FEASTING ON SALT & PEPPER CHIPS

Back in 2003, Entertainment Weekly named The Best of Everything as one of the Top 50 Cult Films of All Time. On any pop culture list, it’s pretty tasty trash, as consumable as Kettle’s addictive Salt & Pepper Chips. Have the economy size handy. With a bang up cast trying to pull up from one sexist situational low after another: Joan Crawford, Hope Lange, Brian Aherne, Diane Baker, Suzy Parker, Martha Hyer and, Vitalis’d to the max, Stephen Boyd, Louis Jourdan, Brett Halsey. Pulling in the opposite direction, the irredeemable Robert Evans who, quipped a critic some years ago, “gives good sleaze.” Someone must have decided Lange needed to look like Grace Kelly; the closest she gets is Vera Miles. Hyer’s role feels sliced because it is; previews indicated audiences didn’t go for her brand of adultery with the nongreaser Donald Harron.

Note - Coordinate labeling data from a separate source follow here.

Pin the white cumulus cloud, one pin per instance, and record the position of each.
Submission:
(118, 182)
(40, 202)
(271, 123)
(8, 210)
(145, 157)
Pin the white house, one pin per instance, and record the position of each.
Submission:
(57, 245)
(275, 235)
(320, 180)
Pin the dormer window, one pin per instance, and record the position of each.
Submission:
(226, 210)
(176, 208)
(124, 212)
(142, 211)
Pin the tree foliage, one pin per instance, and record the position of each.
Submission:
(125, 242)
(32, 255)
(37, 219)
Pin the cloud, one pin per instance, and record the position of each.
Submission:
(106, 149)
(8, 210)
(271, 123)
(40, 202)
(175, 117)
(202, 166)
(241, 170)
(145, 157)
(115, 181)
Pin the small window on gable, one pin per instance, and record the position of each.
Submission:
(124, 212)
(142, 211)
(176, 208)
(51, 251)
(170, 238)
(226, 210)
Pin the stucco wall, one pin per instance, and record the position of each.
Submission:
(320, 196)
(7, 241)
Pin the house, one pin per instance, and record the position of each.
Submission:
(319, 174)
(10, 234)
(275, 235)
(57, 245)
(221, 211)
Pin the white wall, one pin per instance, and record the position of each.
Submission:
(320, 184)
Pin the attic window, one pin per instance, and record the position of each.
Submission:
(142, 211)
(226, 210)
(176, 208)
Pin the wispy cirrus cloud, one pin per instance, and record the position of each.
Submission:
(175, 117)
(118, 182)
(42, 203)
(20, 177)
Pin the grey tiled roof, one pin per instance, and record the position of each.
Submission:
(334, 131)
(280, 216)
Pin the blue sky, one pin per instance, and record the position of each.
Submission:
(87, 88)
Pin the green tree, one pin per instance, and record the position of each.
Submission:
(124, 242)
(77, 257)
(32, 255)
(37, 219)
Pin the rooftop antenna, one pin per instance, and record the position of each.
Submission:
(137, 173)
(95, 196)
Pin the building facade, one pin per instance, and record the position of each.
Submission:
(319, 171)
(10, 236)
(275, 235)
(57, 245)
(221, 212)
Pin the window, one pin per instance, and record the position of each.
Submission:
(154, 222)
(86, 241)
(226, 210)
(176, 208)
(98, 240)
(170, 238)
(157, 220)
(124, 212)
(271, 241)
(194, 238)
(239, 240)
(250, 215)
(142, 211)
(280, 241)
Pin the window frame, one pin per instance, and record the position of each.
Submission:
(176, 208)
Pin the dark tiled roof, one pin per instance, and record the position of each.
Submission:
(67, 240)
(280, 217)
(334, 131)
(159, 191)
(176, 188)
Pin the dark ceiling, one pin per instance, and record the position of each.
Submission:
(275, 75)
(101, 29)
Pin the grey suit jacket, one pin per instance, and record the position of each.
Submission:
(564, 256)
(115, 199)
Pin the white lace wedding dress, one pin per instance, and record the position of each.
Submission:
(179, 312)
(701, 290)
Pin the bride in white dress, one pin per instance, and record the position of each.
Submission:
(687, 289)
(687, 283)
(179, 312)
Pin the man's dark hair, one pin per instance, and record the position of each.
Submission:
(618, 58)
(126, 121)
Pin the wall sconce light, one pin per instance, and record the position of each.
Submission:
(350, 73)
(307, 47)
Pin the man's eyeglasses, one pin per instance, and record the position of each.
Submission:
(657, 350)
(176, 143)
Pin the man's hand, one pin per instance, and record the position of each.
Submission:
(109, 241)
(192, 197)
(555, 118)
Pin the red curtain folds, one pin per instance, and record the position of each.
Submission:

Crawford’s abbreviated as well: as a seasoned bitch she brings star power and some good laughs, especially her phone conversation with her married lover, but we need more of her—maybe her cut drunk scene? The indelibly American beauty Suzy—whose gliding frame was the hanger every designer would kill for, and whose tongue-in-cheek frolic in front of a still photographer made her justly famous—goes unconvincingly warpy for slimebag Jourdan. Suzy providing maid service to Joanie, or rummaging through garbage and stuffing used hose into her coat pocket? Not with that face, behind which was a sharp, outspoken mind as the inspiration for Audrey’s Funny Face. (A relatively short acting career, Suzy’s one decent work is with Gary Cooper in Ten North Frederick.) Forerunners to Sex and the City and Mad Men, Rona Jaffe’s novel, which Don Draper reads in bed, and this movie were immensely popular among late 50s and early 60s high school and college skirts who would dream of working in the big city, hoping to get coveted entry positions in the glass jungles of book publishing, ad agencies and insurance companies as entrée to romance. In his irreproducible style Johnny Mathis sings the Oscar-nominated title song, with Sammy Cahn lyrics like “You found the moon and the sun, yes, he’s the one it seems, but soon it’s done and not the fun it seems.” (Dominic Frontiere, who plays the accordion in the musical score, borrows Alfred Newman’s theme for a Monte Carlo casino sequence in 1960’s Seven Thieves.) Directed by Jean Negulesco; Jerry Wald producer.